To help create many resources with similar configurations, you can define a resource template. After being defined, it can be referenced in primitives or in certain types of constraints. If a template is referenced in a primitive, the primitive inherits all operations, instance attributes (parameters), meta attributes and utilization attributes defined in the template.

SBD (STONITH Block Device)

SBD provides a node fencing mechanism through the exchange of messages via shared block storage. Alternatively, it can be used in diskless mode. In either case, it needs a hardware or software watchdog on each node to ensure that misbehaving nodes are really stopped.

scheduler

The scheduler is implemented as pacemaker-schedulerd. When a cluster transition is needed, pacemaker-schedulerd calculates the expected next state of the cluster and determines what actions need to be scheduled to achieve the next state.

split brain

A scenario in which the cluster nodes are divided into two or more groups that do not know about each other (either through a software or hardware failure). STONITH prevents a split-brain scenario from badly affecting the entire cluster. Also known as a partitioned cluster scenario.

The term split brain is also used in DRBD but means that the nodes contain different data.

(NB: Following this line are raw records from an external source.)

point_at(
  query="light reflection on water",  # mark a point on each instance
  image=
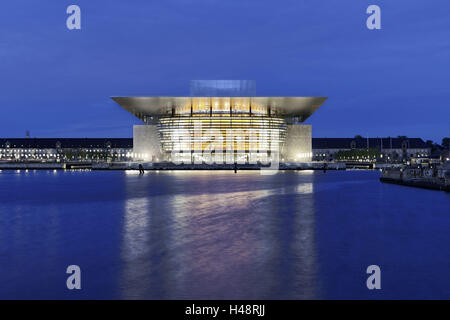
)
(216, 234)
(220, 244)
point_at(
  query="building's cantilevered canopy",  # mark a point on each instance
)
(143, 107)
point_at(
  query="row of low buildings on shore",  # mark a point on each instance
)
(384, 150)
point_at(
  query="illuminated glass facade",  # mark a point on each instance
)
(212, 129)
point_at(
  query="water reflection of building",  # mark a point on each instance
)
(253, 240)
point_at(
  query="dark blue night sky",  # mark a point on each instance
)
(57, 83)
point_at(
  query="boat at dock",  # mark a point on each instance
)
(429, 176)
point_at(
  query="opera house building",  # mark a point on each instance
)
(214, 128)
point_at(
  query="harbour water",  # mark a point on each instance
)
(220, 235)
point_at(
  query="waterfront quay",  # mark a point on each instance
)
(167, 166)
(433, 177)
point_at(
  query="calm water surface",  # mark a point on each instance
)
(216, 234)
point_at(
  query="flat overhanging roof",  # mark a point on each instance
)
(142, 107)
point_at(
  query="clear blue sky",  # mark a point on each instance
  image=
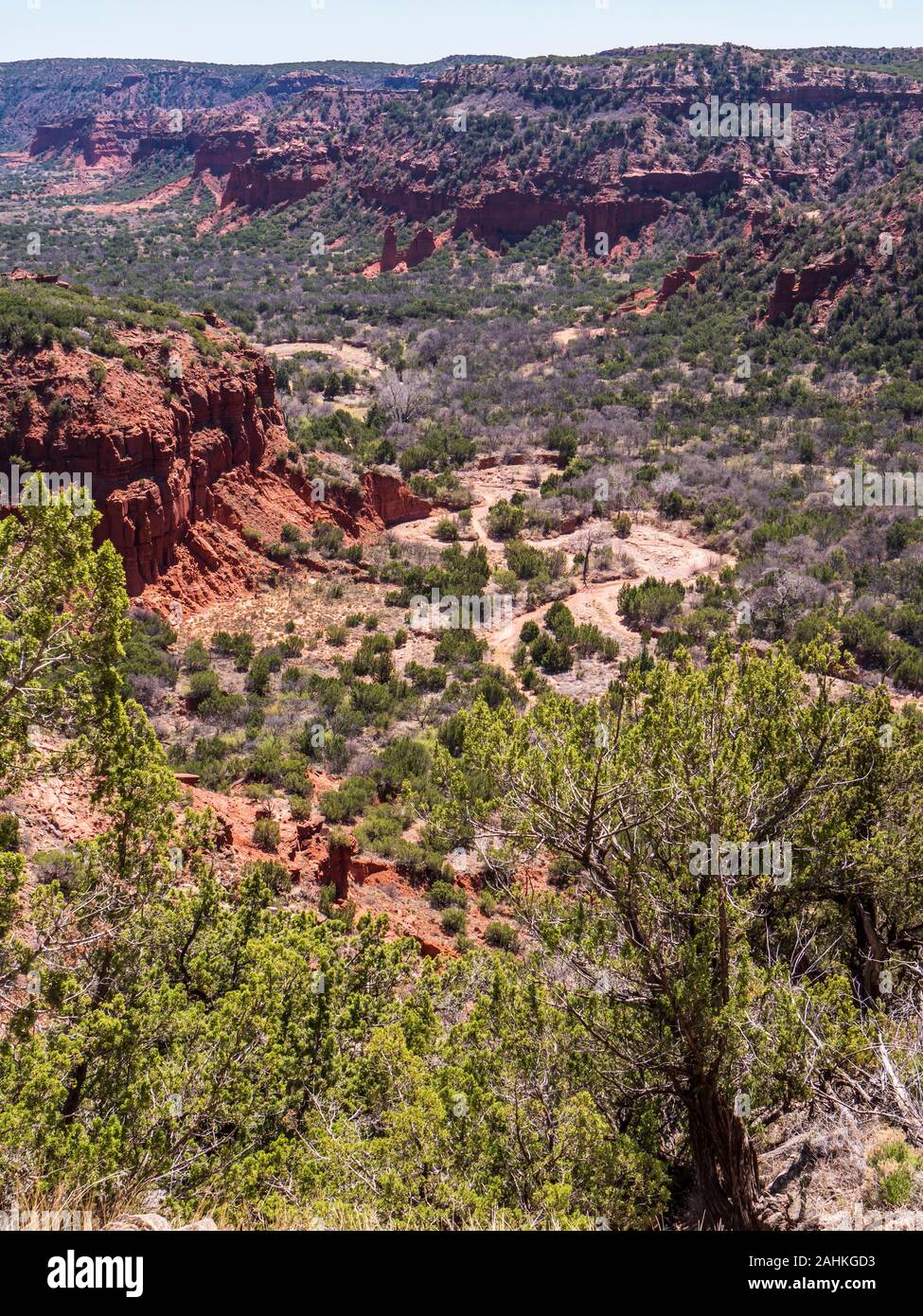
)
(415, 30)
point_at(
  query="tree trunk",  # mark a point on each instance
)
(723, 1160)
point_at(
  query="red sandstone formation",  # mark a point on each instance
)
(390, 254)
(222, 151)
(696, 183)
(302, 80)
(181, 474)
(811, 284)
(275, 175)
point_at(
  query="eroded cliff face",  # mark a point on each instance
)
(276, 175)
(181, 458)
(817, 282)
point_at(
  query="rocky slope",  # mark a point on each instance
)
(506, 148)
(178, 435)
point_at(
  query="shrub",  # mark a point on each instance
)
(650, 601)
(196, 657)
(274, 874)
(204, 685)
(453, 920)
(505, 522)
(266, 833)
(444, 895)
(622, 525)
(502, 935)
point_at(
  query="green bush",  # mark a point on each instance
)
(453, 920)
(266, 833)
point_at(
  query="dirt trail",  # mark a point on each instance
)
(650, 549)
(141, 203)
(344, 353)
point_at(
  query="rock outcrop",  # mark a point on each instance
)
(817, 282)
(222, 151)
(179, 455)
(275, 175)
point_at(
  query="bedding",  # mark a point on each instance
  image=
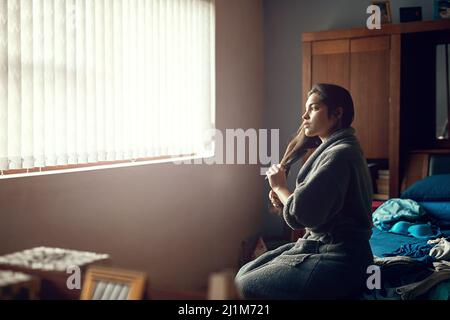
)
(432, 188)
(439, 210)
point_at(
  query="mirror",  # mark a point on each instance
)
(442, 90)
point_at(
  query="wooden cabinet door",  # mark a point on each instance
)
(369, 86)
(331, 62)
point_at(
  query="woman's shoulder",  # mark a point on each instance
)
(342, 152)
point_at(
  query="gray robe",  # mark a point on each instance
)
(332, 200)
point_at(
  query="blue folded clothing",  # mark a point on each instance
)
(418, 251)
(417, 230)
(395, 210)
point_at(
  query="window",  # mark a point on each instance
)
(95, 81)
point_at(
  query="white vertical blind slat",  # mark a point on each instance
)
(3, 86)
(60, 83)
(92, 80)
(26, 26)
(14, 85)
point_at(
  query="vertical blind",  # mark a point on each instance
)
(83, 81)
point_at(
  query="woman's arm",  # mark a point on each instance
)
(283, 194)
(277, 180)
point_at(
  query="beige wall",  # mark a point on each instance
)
(177, 223)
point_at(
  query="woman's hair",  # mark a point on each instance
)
(332, 96)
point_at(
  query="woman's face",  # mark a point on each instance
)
(316, 120)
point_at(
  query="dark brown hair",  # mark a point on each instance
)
(332, 96)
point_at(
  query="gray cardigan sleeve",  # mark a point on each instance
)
(317, 199)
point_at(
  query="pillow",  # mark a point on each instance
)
(433, 188)
(438, 210)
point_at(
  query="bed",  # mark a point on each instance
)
(430, 203)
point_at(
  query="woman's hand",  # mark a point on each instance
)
(276, 202)
(277, 177)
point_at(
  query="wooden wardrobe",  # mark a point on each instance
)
(369, 64)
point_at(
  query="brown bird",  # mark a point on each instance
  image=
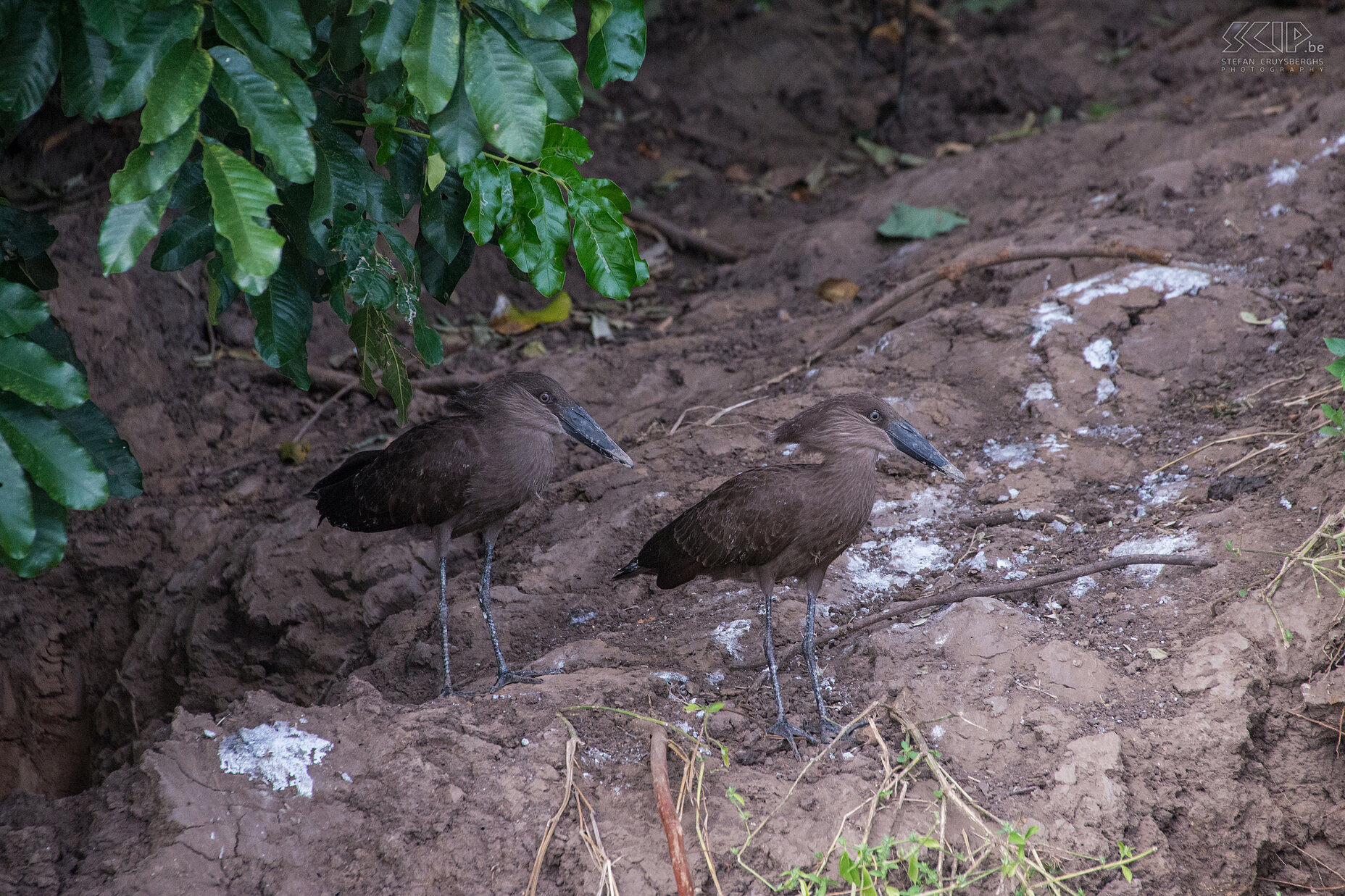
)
(775, 522)
(463, 474)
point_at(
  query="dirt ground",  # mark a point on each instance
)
(1158, 708)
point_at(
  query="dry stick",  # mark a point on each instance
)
(565, 801)
(958, 269)
(683, 238)
(322, 408)
(1224, 442)
(988, 591)
(667, 811)
(447, 385)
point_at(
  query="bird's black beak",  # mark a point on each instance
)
(912, 444)
(584, 428)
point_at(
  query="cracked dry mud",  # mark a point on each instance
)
(1146, 706)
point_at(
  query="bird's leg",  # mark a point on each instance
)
(782, 727)
(504, 674)
(828, 728)
(443, 622)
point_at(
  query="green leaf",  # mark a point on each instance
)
(386, 33)
(96, 433)
(557, 73)
(240, 197)
(28, 372)
(221, 290)
(174, 94)
(268, 114)
(493, 198)
(339, 196)
(565, 143)
(284, 317)
(407, 172)
(51, 455)
(457, 136)
(397, 384)
(909, 222)
(135, 62)
(186, 240)
(25, 235)
(551, 221)
(428, 345)
(85, 61)
(151, 166)
(20, 309)
(504, 91)
(31, 59)
(234, 28)
(441, 216)
(604, 248)
(128, 229)
(114, 19)
(369, 329)
(616, 41)
(17, 525)
(49, 547)
(435, 171)
(430, 54)
(281, 25)
(554, 22)
(440, 276)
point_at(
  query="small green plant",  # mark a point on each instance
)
(58, 451)
(1335, 416)
(253, 124)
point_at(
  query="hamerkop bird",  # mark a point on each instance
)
(774, 522)
(463, 474)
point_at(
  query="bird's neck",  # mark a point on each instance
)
(851, 472)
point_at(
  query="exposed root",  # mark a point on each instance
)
(988, 591)
(958, 269)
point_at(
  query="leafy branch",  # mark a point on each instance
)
(253, 116)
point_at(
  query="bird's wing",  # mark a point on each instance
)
(420, 478)
(746, 522)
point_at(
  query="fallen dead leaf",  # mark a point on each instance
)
(295, 453)
(837, 290)
(888, 31)
(509, 320)
(738, 172)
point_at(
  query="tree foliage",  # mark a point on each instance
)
(57, 450)
(254, 119)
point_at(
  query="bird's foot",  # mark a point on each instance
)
(521, 676)
(788, 732)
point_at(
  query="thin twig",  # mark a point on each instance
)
(958, 269)
(1223, 442)
(323, 406)
(683, 238)
(667, 813)
(988, 591)
(570, 745)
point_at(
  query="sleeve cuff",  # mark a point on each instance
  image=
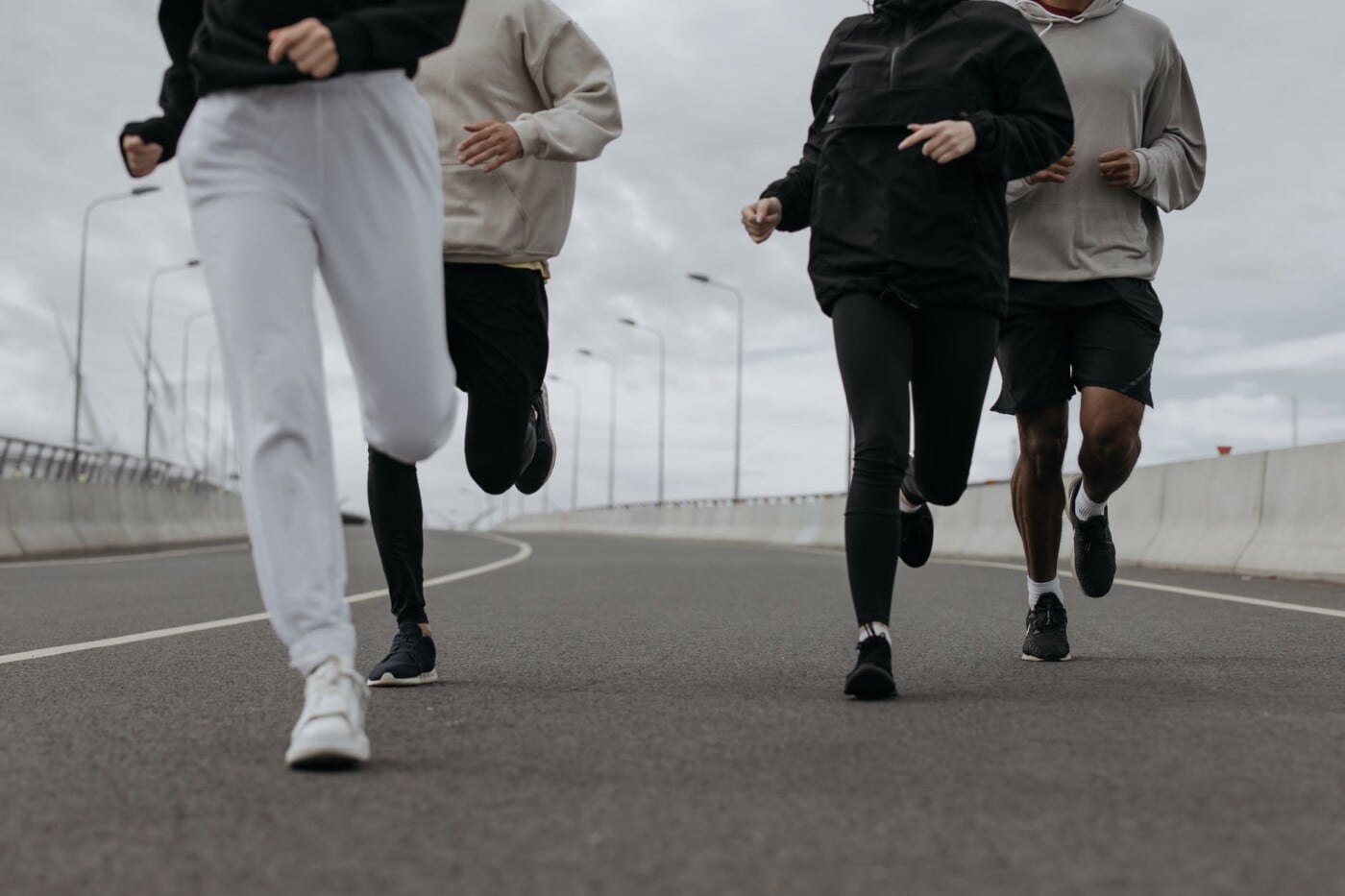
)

SPOF (single point of failure)

Any component of a cluster that, if it fails, triggers the failure of the entire cluster.

STONITH

An acronym for shoot the other node in the head. It refers to the fencing mechanism that shuts down a misbehaving node to prevent it from causing trouble in a cluster. In a Pacemaker cluster, STONITH is managed by the fencing subsystem pacemaker-fenced.

switchover

The planned moving of resources to other nodes in a cluster. See also failover.

utilization

Tells the CRM what capacity a certain resource requires from a node.

watchdog

SBD (STONITH Block Device) needs a watchdog on each node to ensure that misbehaving nodes are really stopped. SBD feeds the watchdog by regularly writing a service pulse to it. If SBD stops feeding the watchdog, the hardware enforces a system restart. This protects against failures of the SBD process itself, such as becoming stuck on an I/O error.